In this example, the reads only span HIV-1 integrase and so only resistance scores associated with integrase inhibitors are reported.
How it works
MiCall maps short read data to reference sequences using bowtie2. Since it was designed for rapidly evolving RNA viruses, this mapping occurs through iterative, adaptive stages:
- The preliminary mapping determines the most appropriate “seed” reference sequence for a given sample.
- Next, Micall uses an iterative “remapping” method that updates the reference sequence using short reads that successfully mapped to the previous reference, essentially evolving the reference sequence towards the ideal reference for that sample. This iterative stage proceeds until there are no additional reads from the original FASTQ files mapped to the current reference.
- MiCall merges the mapped paired-end reads, using a rules-based algorithm to reconcile discordant base-calls in overlapping regions, inserts gaps where there are deletions relative to the reference sequence, and gathers identical sequences in a compact output format.
- Finally, it determines which coordinate reference sequences are partially or fully covered by the mapped reads and outputs the nucleotide and amino acid sequences for the sample using this coordinate system. Any insertions relative to the coordinate reference are written into a separate file by default.
There are several optional output files that can be generated by MiCall-Lite. To make full use of these outputs, you can manually run each Python script or adapt the run-sample.py
driver script.
Outputs
*.amino.csv
contains the amino acid frequencies at each site relative to the coordinate references that are covered by the sample.
*.nuc.csv
contains the nucleotide frequencies at each site relative to the coordinate references that are covered by the sample.
*.insert.csv
contains sequence insertions relative to the coordinate references.
*.conseq.csv
contains the consensus sequence of the sample with any insertions relative to the coordinate reference removed.

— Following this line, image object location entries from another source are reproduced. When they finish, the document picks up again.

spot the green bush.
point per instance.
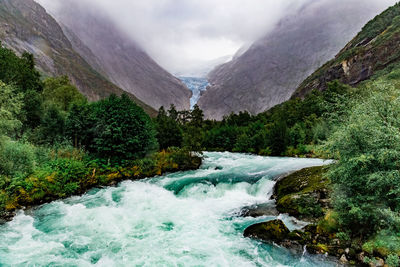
(16, 159)
(367, 177)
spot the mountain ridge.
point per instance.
(26, 26)
(120, 58)
(272, 68)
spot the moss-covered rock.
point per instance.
(304, 194)
(275, 231)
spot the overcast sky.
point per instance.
(183, 34)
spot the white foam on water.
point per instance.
(183, 219)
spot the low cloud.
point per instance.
(182, 33)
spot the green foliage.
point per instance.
(367, 175)
(16, 159)
(169, 132)
(10, 109)
(19, 71)
(393, 260)
(122, 130)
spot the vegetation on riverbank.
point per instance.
(360, 130)
(54, 143)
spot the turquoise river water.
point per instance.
(182, 219)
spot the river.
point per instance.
(181, 219)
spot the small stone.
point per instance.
(343, 259)
(361, 257)
(275, 231)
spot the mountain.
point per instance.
(120, 59)
(26, 26)
(273, 67)
(372, 53)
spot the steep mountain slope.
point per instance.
(26, 26)
(373, 52)
(119, 58)
(272, 68)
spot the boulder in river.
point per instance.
(275, 231)
(258, 210)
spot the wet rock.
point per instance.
(304, 194)
(258, 210)
(377, 262)
(343, 259)
(272, 231)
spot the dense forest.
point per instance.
(54, 143)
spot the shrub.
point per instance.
(16, 159)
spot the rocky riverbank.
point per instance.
(306, 195)
(160, 163)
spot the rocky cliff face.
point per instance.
(273, 67)
(374, 49)
(120, 59)
(26, 26)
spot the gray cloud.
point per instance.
(181, 34)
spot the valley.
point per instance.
(286, 155)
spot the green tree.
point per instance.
(11, 103)
(367, 174)
(169, 133)
(123, 131)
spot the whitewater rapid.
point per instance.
(182, 219)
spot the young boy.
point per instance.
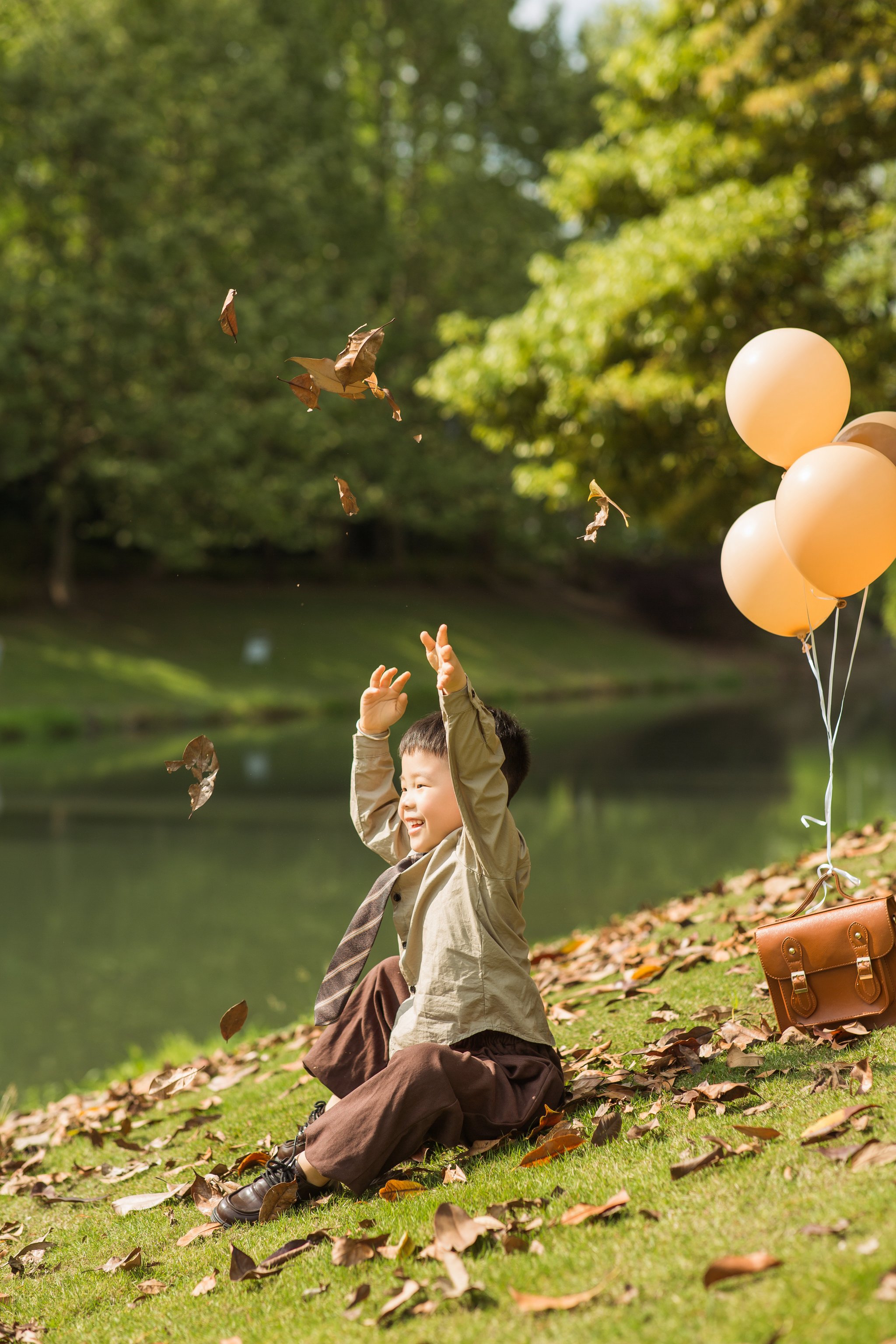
(449, 1041)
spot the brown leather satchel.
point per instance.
(833, 966)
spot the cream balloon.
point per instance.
(876, 430)
(788, 392)
(762, 581)
(836, 515)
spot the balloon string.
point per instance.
(826, 869)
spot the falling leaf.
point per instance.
(229, 316)
(135, 1203)
(585, 1213)
(394, 1190)
(606, 1130)
(828, 1124)
(201, 1230)
(536, 1303)
(357, 362)
(394, 1304)
(206, 1285)
(234, 1019)
(346, 498)
(728, 1267)
(202, 761)
(602, 515)
(133, 1260)
(305, 388)
(695, 1164)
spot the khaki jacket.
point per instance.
(458, 909)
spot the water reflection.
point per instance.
(124, 921)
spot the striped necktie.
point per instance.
(348, 960)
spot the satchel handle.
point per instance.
(830, 877)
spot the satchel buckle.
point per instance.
(863, 967)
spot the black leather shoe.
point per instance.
(245, 1203)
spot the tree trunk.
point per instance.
(62, 566)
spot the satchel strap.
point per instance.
(830, 877)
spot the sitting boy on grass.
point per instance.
(449, 1042)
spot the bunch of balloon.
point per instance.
(831, 531)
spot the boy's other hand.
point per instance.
(449, 674)
(385, 701)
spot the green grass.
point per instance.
(820, 1293)
(172, 654)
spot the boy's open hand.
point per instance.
(449, 674)
(385, 701)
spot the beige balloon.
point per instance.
(836, 515)
(876, 430)
(788, 392)
(762, 581)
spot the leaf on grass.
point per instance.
(409, 1289)
(136, 1203)
(730, 1267)
(201, 1230)
(536, 1303)
(695, 1164)
(305, 388)
(346, 498)
(828, 1124)
(564, 1139)
(133, 1260)
(242, 1267)
(455, 1229)
(202, 761)
(606, 1130)
(228, 319)
(234, 1019)
(277, 1200)
(585, 1213)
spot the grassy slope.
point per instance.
(821, 1293)
(168, 654)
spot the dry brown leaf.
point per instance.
(538, 1303)
(234, 1019)
(201, 1230)
(202, 761)
(133, 1260)
(305, 388)
(279, 1200)
(730, 1267)
(346, 498)
(861, 1071)
(409, 1289)
(606, 1130)
(228, 319)
(828, 1124)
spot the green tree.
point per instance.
(336, 163)
(742, 178)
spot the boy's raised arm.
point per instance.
(475, 759)
(374, 796)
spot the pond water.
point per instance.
(124, 922)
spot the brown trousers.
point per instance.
(481, 1088)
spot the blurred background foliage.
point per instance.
(640, 203)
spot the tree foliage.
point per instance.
(336, 163)
(743, 178)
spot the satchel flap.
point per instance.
(824, 937)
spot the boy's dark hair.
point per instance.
(429, 735)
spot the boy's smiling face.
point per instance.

The MAX
sequence is the plurality consensus sequence. The additional sequences in this file contain mixtures (ambiguous base calls) at sites where a polymorphism exceeds the corresponding minimum frequency. For example, the 10% consensus sequence contains mixtures wherever a polymorphism is present a frequency exceeding 10%.
Customizing projects
MiCall was primarily developed to process Illumina FASTQ files based on samples derived from HIV-1, hepatitis C virus and human leukocyte antigen (HLA) genetic material. These targets are determined by the seed and coordinate reference sequences, where the seed is used for the preliminary mapping of short reads, and the coordinate is used to interpret the end results of mapping. Both types of information are stored in a JSON file called projects.json
.
This JSON file is normally generated from the CFE laboratory database, but the PoonLab developers are currently working on a Python script that makes it easier to modify this JSON file, as well as a JavaScript-based graphical user interface.